TREATMENT METHODS TO IMPROVE THE ACTIVATED SLUDGE BIODEGRADATION OF A COMPLEX WASTE.

摘要

This research was directed toward enhancing the activated sludge aerobic biodegradation of polynuclear aromatic-type molecules known to be present in the pyrolysis waste as well as other petroleum products. Volatilization, activated carbon adsorption, photolytic activity, microbial seed source, and long solids retention times were the activated sludge treatment enhancers examined under basal and shock-loaded conditions.
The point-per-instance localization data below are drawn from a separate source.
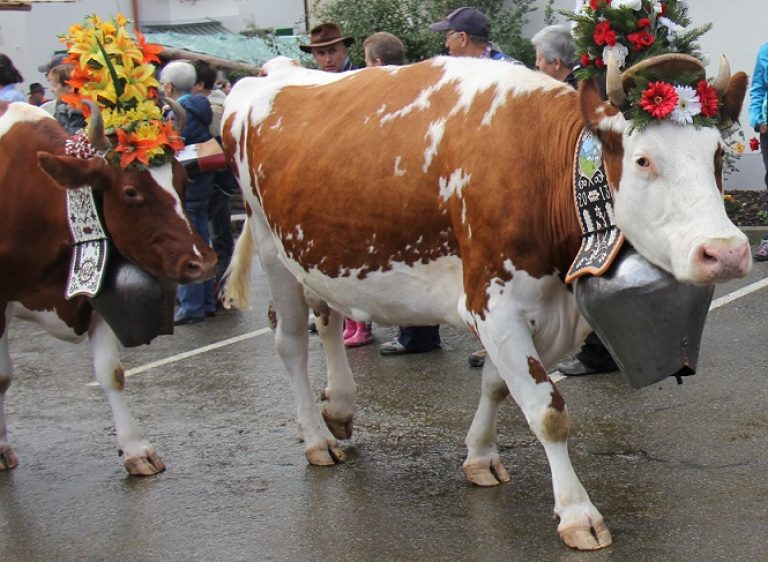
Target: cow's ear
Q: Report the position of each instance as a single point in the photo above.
(71, 172)
(599, 115)
(734, 97)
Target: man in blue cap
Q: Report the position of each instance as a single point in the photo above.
(467, 34)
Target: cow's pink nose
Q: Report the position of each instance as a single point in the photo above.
(192, 270)
(720, 262)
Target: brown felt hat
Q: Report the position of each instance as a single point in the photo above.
(325, 34)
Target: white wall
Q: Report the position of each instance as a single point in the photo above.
(29, 38)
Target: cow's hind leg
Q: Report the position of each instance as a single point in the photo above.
(7, 457)
(483, 465)
(292, 343)
(340, 392)
(581, 524)
(139, 456)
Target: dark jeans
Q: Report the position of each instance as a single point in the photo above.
(195, 299)
(594, 354)
(222, 241)
(419, 338)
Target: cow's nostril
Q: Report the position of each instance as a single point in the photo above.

The two research questions were: Can the complex pyrolysis waste activated sludge biodegradation be improved by applying the treatment methods proposed? Would the treatment effectiveness be supported by toxicity tests on the effluents?; The analytical methods used included chemical oxygen demand (COD), total organic carbon, suspended solids, oxygen uptake rates, electrolytic biological oxygen demands, and acute toxicity tests with Daphnia magna. The three liter activated sludge units were batch fed up to 1500 mg/L soluble COD with 20% pyrolysis waste. Operational variables utilized were 100 mg/L powdered activated carbon (PAC) and 1000 mg/L granular activated carbon (GAC) added to the activated sludge units, an activated sludge unit kept in the dark continuously, four different microbial seed sources, and 10, 20, 40, 80 day solids retention times (SRTs).; Conclusions are: (1) Volatilization with diffused air is effective as a pretreatment method for high loadings of the pyrolysis waste onto the activated sludge system. (2) Minimal amounts of activated carbon are effective in reducing organic content and oxygen demand of activated sludge effluents. GAC was found to be as effective and easier to apply than PAC. (3) An inhibitory effect of photolysis was expressed when the activated sludge units were shock-loaded with pyrolysis waste. (4) The seed sources for activated sludge processing of the pyrolysis waste which were most adaptive were the "virgin" Iowa topsoil and the primary sludge organisms. (5) The longer solids retention times (20, 40, and 80 day SRTs) were significantly more effective in reducing the organics, biologically oxidizable material, and total suspended solids of the pyrolysis waste in the activated sludge process. Toxicity testing with Daphnia magna supported the conclusion that long solids retention times (20 and 40 day SRTs) improve effluent quality and reduce its toxicity.